The pan-European PlastiCircle project, on the other hand, plans to reduce plastic waste before it can get anywhere near the ocean. By using smart waste containers for better waste separation, data-optimised waste collection, high-tech waste sorting, and plastic upcycling, it hopes to boost the amount of pure, sorted plastic collected and redirect it into the economy.
The long transition
Circular Ocean’s concrete-use case could still be important as virgin petroplastic is used as fibres in concrete reinforcement worldwide. Not having to pay for virgin plastic could provide motivation to reuse nets in remote communities with limited recycling infrastructure.
As a mainland alternative, DTU’s Danish industrial partner Plastix can recycle the nets into high-quality raw plastic for new plastic products, cutting CO2 emissions, marine pollution, landfilling and resource loss. If such value can provide an incentive to stop nets being lost or dumped in the ocean, this is an important step towards a technical circular economy loop.

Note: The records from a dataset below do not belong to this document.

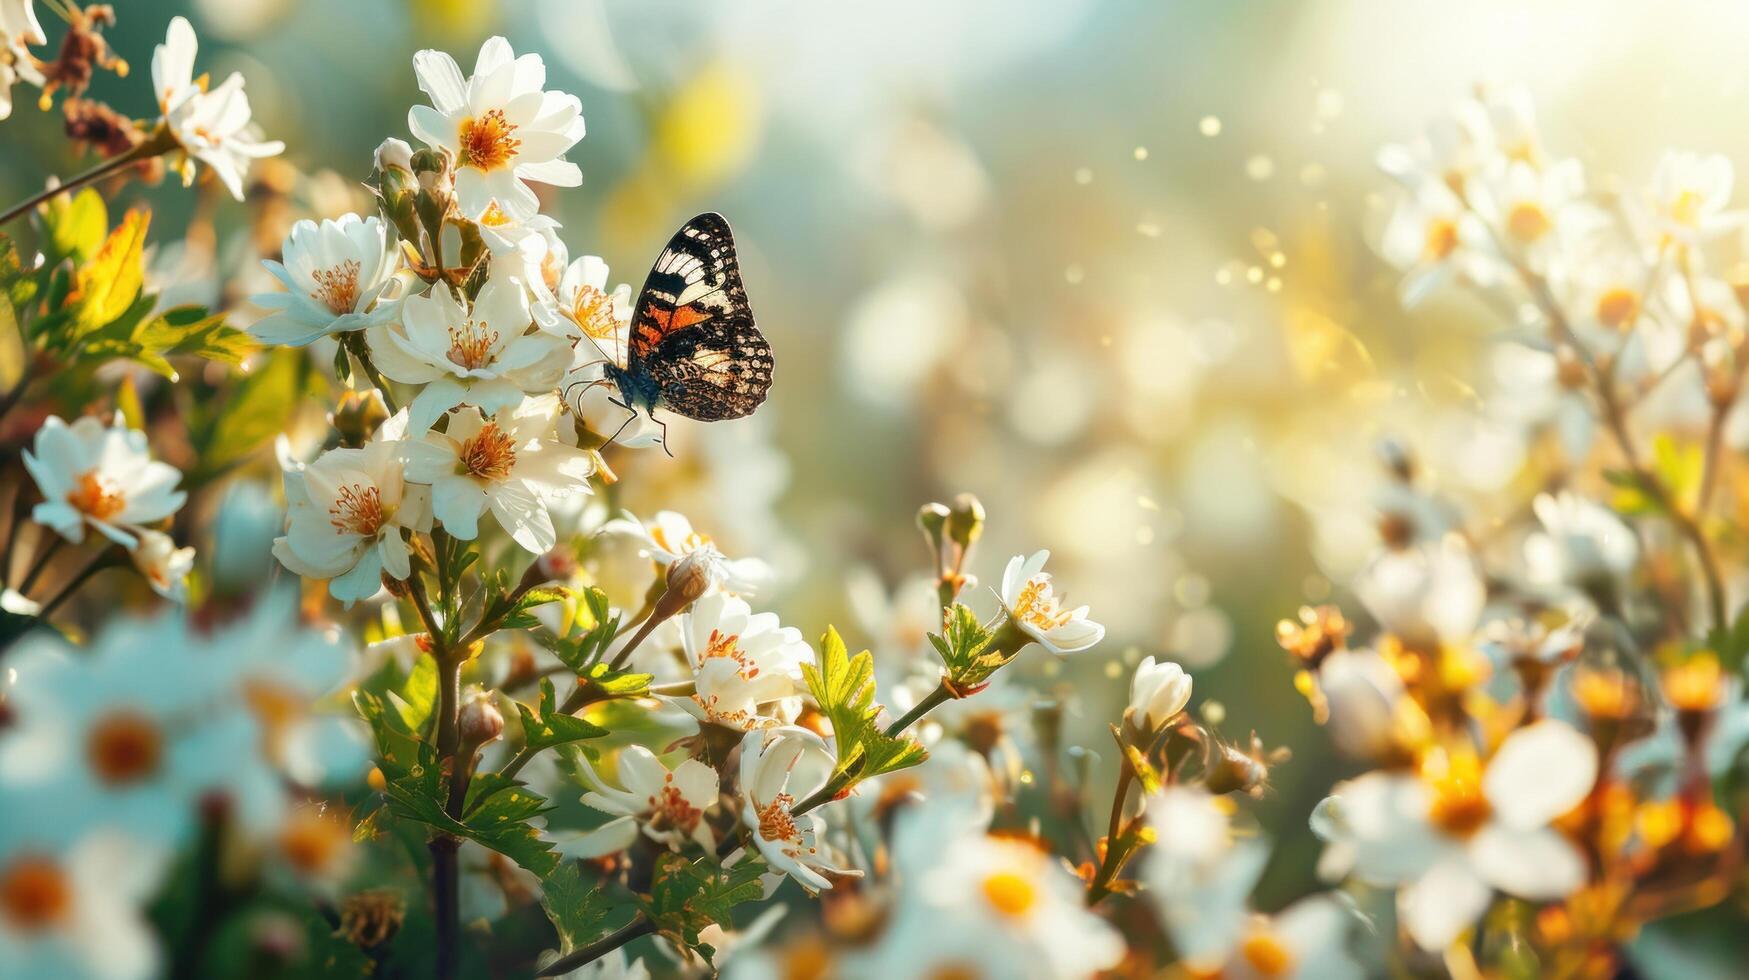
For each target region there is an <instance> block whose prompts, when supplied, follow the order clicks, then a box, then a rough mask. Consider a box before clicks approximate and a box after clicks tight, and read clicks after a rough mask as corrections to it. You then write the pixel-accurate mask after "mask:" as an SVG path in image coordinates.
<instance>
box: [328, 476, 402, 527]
mask: <svg viewBox="0 0 1749 980" xmlns="http://www.w3.org/2000/svg"><path fill="white" fill-rule="evenodd" d="M387 520H388V514H387V513H383V492H381V490H378V488H376V486H364V485H360V483H353V485H352V486H341V488H339V493H338V495H336V497H334V506H331V507H329V523H332V525H334V530H338V532H341V534H359V535H362V537H374V535H376V532H378V530H383V523H385V521H387Z"/></svg>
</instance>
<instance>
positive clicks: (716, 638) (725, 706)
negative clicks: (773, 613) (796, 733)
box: [675, 591, 813, 732]
mask: <svg viewBox="0 0 1749 980" xmlns="http://www.w3.org/2000/svg"><path fill="white" fill-rule="evenodd" d="M680 646H682V649H684V651H686V660H687V663H689V665H691V667H693V677H694V684H693V691H694V693H693V695H689V697H684V698H675V704H679V705H680V707H682V709H686V711H687V712H689V714H691V716H693V718H696V719H700V721H705V723H710V725H721V726H726V728H740V730H743V732H747V730H754V728H771V726H778V725H789V723H791V721H792V719H794V718H796V714H798V712H799V711H801V691H803V690H805V686H803V674H801V665H803V663H812V662H813V649H812V648H808V642H806V641H805V639H803V637H801V630H798V628H794V627H784V625H782V623H780V621H778V618H777V614H773V613H754V611H752V609H750V607H749V606H747V602H745V600H742V598H736V597H733V595H724V593H721V591H712V593H708V595H705V597H701V598H698V600H694V602H693V606H691V607H689V609H687V611H686V613H684V614H682V616H680Z"/></svg>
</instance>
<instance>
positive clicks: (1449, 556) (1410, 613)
mask: <svg viewBox="0 0 1749 980" xmlns="http://www.w3.org/2000/svg"><path fill="white" fill-rule="evenodd" d="M1354 593H1355V595H1357V597H1359V598H1361V604H1362V606H1366V611H1368V613H1371V616H1373V620H1378V625H1380V627H1382V628H1383V630H1387V632H1390V634H1396V635H1397V637H1403V639H1404V641H1406V642H1411V644H1436V642H1455V641H1460V639H1464V637H1467V635H1469V632H1471V630H1474V628H1476V620H1478V618H1480V616H1481V606H1483V602H1485V600H1487V588H1485V586H1483V583H1481V576H1480V574H1478V570H1476V562H1474V558H1471V555H1469V548H1467V546H1466V544H1464V539H1460V537H1457V535H1455V534H1453V535H1446V537H1445V539H1443V541H1439V542H1434V544H1418V546H1411V548H1403V549H1385V551H1380V553H1378V555H1376V556H1375V558H1373V562H1371V563H1369V565H1368V567H1366V569H1362V570H1361V574H1359V576H1355V581H1354Z"/></svg>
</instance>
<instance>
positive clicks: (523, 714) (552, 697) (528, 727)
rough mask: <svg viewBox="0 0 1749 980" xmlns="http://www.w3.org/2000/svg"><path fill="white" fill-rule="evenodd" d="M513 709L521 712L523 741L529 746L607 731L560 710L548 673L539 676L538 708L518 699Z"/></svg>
mask: <svg viewBox="0 0 1749 980" xmlns="http://www.w3.org/2000/svg"><path fill="white" fill-rule="evenodd" d="M516 712H518V714H521V716H523V744H525V746H528V747H530V749H547V747H553V746H563V744H567V742H577V740H579V739H600V737H602V735H607V730H605V728H602V726H596V725H589V723H588V721H584V719H581V718H575V716H570V714H565V712H563V711H560V709H558V698H556V697H554V693H553V681H551V679H549V677H542V679H540V712H539V714H535V712H533V711H528V705H525V704H521V702H516Z"/></svg>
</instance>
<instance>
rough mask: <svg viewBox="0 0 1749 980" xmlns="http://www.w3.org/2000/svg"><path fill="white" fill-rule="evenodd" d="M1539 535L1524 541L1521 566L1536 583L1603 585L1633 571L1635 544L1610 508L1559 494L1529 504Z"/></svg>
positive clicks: (1635, 555)
mask: <svg viewBox="0 0 1749 980" xmlns="http://www.w3.org/2000/svg"><path fill="white" fill-rule="evenodd" d="M1532 506H1534V509H1536V516H1537V520H1539V521H1543V530H1541V532H1536V534H1532V535H1530V537H1529V539H1527V541H1525V565H1527V570H1529V576H1530V581H1534V583H1537V584H1546V586H1553V584H1576V586H1585V584H1593V583H1599V581H1604V583H1607V581H1609V579H1613V577H1616V576H1623V574H1627V572H1630V570H1634V563H1635V562H1637V560H1639V539H1637V537H1634V530H1632V528H1628V525H1627V523H1623V521H1621V518H1618V516H1616V514H1614V511H1611V509H1609V507H1604V506H1602V504H1595V502H1592V500H1586V499H1585V497H1579V495H1578V493H1572V492H1571V490H1562V492H1560V493H1558V495H1551V493H1539V495H1537V499H1536V502H1534V504H1532Z"/></svg>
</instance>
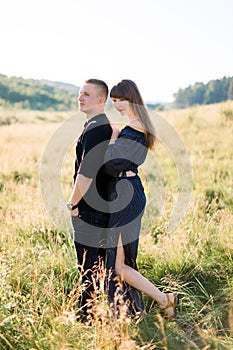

And biological circularity? The VTT Technical Research Centre of Finland, a winner of the 2018 Circular Materials Challenge, has created a multi-layer plastic suitable for food packaging that is made from agriculture and forestry by-products – and is compostable.
Back at EPFL, Luterbacher says they are not yet working on making lignin bioplastics biodegradable. It’s possible but adds extra challenges. He argues that competing directly with the fossil fuel-based market should be the first priority within an overall plastics transition. Next to this, learning how to best collect, sort, and recycle non-biodegradables in a circular loop would aid our ability to successfully transition to biodegradable plastics.
“We’re in the transition already and if we have a signal like a global carbon price, that will pick up rapidly,” says Luterbacher. “The desire to replace petroplastics is there, and the technology is almost there. No matter how quickly it starts, the shift will be gradual, with the low-hanging changes occurring rapidly and bioplastics popping up everywhere. A full transition to renewable plastic could take up to a century.”